Иностранная литература №11/2011 - страница 4



Но моя жена – как это редко случается в наше время передовой медицины, – умерла родами, и я в одночасье оказался вдовцом и отцом без средств.

С родителями мне тоже не повезло. Я не мог рассчитывать долго кормиться за их счет: жили они небогато, были от природы инертны и замкнуты, да и не имели желания тянуть на себе выросшего сына, которому, по их мнению, уже дали все, чтобы встать на ноги.

Короче говоря, в двадцать четыре года я остался один, с малюткой Изабеллой на руках (девочка родилась здоровенькая, спокойная, улыбчивая – солнышко, да и только) и без гроша в кармане. Лень не входила в число моих пороков, и я пошел на работу, унизительную для меня, но единственную, которую удалось быстро найти. Я стал учителем рисования в школе для девочек. На это можно было кое-как прожить.

Я забыл сказать, что родители Николь, моей покойной супруги, погибли еще до нашей с ней встречи (они стали жертвами страшного пожара в универмаге “Инновасьон”[11]), и оставили ей в наследство, помимо очень скромной суммы денег, большой добротный дом – их родовое гнездо – на авеню Брюгманн. В нем мы поселились с моей Николь, в нем я и остался жить вдвоем с маленькой Изабеллой.

При моей скромной зарплате пришлось оставить без отопления два верхних этажа, и жили мы с Изабеллой на первом и втором. То была вынужденная мера, о чем я очень жалел, потому что я, хоть и неудачник с младых ногтей, но все же художник и, как все артистические натуры, восприимчив к фантазиям, в частности, рождающимся в больших пустых домах, и всегда опасался, как бы эти холодные этажи над нами – подобие парализованной половины тела – не наложили некий нематериальный отпечаток на душу моей дочурки; меня страшила эта полная теней пустота, и отдаленные последствия этих страхов я, боюсь, узнаю сегодня в робости, загадочной и холодноватой, суровой, чем-то тревожной и слишком молчаливой, ставшей одной из глубинных черт характера Изабеллы. Боялся я, одним словом, что она вырастет женщиной с полотен Кнопфа[12]. Такой она, думается мне, и выросла.

2

Но к делу. Я учил девочек рисованию в старорежимной с нафталиновым душком школе и тосковал. Меня посещали нехорошие мысли. Сам себя стыдясь, я все больше замыкался. Порвал связи с немногочисленными друзьями, для которых, как я быстро убедился, это не было большой потерей. Нескольких лет в меланхолии и унынии хватило, чтобы обо мне забыли, перестали даже звонить и прекрасно без меня обходились.

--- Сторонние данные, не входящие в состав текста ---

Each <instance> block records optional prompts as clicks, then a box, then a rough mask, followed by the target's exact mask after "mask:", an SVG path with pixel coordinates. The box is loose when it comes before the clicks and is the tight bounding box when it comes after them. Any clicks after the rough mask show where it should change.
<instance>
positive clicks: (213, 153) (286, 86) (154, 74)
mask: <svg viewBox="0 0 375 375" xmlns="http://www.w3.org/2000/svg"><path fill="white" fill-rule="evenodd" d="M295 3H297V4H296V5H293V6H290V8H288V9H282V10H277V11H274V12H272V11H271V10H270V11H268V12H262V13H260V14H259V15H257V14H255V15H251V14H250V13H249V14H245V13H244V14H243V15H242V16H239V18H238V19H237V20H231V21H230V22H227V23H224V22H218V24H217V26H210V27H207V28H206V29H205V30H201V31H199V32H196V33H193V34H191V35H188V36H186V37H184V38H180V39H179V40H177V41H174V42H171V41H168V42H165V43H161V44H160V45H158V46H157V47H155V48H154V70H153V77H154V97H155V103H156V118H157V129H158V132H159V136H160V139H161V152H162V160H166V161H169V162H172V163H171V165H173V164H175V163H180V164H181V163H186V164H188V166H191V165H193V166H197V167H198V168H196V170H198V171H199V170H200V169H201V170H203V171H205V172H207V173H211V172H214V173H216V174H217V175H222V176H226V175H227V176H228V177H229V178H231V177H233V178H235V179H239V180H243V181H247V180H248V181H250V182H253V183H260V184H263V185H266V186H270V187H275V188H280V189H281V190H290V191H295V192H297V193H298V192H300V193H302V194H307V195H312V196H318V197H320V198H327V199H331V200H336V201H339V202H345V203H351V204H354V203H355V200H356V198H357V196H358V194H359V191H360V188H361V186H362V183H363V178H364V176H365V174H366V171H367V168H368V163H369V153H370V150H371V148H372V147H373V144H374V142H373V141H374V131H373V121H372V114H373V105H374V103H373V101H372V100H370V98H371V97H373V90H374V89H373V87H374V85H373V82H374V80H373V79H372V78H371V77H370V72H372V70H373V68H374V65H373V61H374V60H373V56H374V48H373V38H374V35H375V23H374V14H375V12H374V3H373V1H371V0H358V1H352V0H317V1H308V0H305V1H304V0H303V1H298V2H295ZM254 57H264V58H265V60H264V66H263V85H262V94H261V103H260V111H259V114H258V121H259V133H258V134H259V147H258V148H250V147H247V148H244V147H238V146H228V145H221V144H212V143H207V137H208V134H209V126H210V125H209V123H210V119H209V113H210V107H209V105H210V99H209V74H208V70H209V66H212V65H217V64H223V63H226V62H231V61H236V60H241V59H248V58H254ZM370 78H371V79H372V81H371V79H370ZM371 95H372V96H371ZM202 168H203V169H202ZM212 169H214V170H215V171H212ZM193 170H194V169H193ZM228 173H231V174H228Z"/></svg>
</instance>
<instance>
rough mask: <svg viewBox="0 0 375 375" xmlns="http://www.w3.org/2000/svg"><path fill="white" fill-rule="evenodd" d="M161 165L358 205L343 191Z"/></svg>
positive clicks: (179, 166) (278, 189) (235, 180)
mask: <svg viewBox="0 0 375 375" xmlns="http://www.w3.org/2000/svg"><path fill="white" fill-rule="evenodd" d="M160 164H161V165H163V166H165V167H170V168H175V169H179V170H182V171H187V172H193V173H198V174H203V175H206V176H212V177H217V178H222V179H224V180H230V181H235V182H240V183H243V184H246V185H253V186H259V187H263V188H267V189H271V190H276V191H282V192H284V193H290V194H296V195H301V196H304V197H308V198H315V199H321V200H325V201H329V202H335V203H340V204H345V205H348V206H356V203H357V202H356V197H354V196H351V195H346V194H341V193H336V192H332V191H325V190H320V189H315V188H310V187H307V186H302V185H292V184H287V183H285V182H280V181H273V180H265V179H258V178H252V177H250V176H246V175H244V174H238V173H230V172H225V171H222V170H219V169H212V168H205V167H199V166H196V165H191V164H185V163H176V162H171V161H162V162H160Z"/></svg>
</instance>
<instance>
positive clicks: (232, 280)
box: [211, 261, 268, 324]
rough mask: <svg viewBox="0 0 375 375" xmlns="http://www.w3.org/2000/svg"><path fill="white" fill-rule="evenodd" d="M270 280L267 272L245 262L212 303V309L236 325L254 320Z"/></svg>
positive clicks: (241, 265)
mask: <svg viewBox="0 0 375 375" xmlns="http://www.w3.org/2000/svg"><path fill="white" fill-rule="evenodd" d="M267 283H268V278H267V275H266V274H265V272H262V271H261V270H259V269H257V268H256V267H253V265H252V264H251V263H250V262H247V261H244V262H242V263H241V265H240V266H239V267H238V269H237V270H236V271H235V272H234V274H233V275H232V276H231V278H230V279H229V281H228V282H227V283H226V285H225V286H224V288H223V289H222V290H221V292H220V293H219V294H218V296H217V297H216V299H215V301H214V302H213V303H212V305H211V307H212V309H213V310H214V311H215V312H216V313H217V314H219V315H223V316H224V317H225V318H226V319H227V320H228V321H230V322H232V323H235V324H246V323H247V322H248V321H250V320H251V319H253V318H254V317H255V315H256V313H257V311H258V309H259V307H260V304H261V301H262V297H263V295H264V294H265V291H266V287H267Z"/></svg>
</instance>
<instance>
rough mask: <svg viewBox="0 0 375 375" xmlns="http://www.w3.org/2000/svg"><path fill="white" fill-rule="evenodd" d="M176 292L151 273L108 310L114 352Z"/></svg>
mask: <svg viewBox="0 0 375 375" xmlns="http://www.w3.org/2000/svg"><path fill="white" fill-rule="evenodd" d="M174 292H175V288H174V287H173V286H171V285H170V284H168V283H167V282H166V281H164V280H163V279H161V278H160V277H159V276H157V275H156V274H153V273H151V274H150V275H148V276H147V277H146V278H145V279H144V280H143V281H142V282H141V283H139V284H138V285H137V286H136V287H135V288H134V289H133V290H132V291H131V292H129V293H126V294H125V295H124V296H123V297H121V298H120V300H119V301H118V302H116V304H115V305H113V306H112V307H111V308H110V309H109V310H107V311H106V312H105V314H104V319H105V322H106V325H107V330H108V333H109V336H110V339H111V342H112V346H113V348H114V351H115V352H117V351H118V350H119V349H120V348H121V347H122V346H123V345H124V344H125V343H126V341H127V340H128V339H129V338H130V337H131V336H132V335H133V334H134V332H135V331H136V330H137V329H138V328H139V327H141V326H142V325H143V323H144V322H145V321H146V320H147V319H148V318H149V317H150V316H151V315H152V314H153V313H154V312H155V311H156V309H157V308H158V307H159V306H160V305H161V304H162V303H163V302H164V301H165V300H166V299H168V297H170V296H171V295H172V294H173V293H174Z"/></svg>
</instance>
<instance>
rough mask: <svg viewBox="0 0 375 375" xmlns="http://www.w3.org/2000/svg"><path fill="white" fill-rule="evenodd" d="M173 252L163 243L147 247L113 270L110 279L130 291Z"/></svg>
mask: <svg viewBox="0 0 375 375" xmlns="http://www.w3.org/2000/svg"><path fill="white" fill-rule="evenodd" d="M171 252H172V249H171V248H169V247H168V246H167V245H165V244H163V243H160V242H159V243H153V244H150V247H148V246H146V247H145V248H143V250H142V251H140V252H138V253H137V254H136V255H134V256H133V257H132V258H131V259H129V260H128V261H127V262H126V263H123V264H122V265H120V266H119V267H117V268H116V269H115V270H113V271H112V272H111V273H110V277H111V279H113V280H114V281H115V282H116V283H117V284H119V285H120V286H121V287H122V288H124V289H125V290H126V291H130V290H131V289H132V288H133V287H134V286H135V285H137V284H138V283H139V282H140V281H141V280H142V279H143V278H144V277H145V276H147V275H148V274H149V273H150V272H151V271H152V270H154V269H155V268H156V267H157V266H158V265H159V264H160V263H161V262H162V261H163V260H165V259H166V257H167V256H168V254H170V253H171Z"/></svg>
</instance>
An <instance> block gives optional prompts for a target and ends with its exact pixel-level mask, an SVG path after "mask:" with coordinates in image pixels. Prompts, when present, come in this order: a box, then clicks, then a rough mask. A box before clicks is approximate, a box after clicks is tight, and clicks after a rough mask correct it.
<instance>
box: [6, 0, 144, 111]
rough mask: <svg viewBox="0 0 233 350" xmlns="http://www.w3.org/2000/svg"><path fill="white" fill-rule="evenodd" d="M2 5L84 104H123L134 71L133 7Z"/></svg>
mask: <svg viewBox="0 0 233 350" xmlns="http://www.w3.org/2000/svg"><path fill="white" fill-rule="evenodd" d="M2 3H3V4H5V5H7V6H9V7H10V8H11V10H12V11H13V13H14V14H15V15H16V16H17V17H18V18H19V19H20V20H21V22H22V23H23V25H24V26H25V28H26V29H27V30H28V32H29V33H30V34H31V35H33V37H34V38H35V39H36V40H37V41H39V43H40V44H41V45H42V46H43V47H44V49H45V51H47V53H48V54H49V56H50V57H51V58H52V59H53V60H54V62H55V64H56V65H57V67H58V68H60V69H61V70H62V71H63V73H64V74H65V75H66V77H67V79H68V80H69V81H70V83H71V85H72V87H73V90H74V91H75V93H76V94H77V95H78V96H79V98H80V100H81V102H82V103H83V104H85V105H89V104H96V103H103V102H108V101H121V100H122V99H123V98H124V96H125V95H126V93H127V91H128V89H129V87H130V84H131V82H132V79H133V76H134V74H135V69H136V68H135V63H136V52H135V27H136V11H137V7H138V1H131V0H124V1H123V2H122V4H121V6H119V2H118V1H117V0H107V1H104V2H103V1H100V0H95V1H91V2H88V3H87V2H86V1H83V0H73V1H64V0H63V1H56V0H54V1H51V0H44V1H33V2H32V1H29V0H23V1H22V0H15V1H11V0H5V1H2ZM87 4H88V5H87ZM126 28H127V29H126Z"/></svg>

Мне недоставало мужества, а может быть, и желания навязываться, я не напоминал о себе, жил один с Изабеллой, а на досуге понемногу рисовал и писал картины, которые больше не пытался предлагать ни галеристам, привыкнув к их постоянным отказам, ни на конкурсы, где мне ни разу не досталось никакой награды. Между тем я был не без способностей и безупречно владел техникой, – эту роковую для меня заслугу всегда признавали за мной преподаватели, благодаря чему я и переползал с курса на курс, – но мне катастрофически недоставало самобытности. Я сам это знаю. Рисовал ли я или писал красками, итог был один: получалось похоже на чей-то рисунок, чью-то картину, которые я знал, хотя вряд ли помнил об этом, когда брался за кисть или карандаш. Мне было горько это сознавать, но себя не переделаешь, а не рисовать я не мог.

Еще я читал. Много и без разбору. Книги я покупал подержанные, у букинистов на Старом рынке. Все равно какие, лишь бы старые. Мало-помалу я стал завсегдатаем одного магазинчика в нижней части рынка, на площади Игры в Мяч, недалеко от Общественных бань. Владельца звали Эмиль Деконинг. Он носил длинные ницшеанские усы в подражание своему любимому автору и тезке Эмилю Верхарну.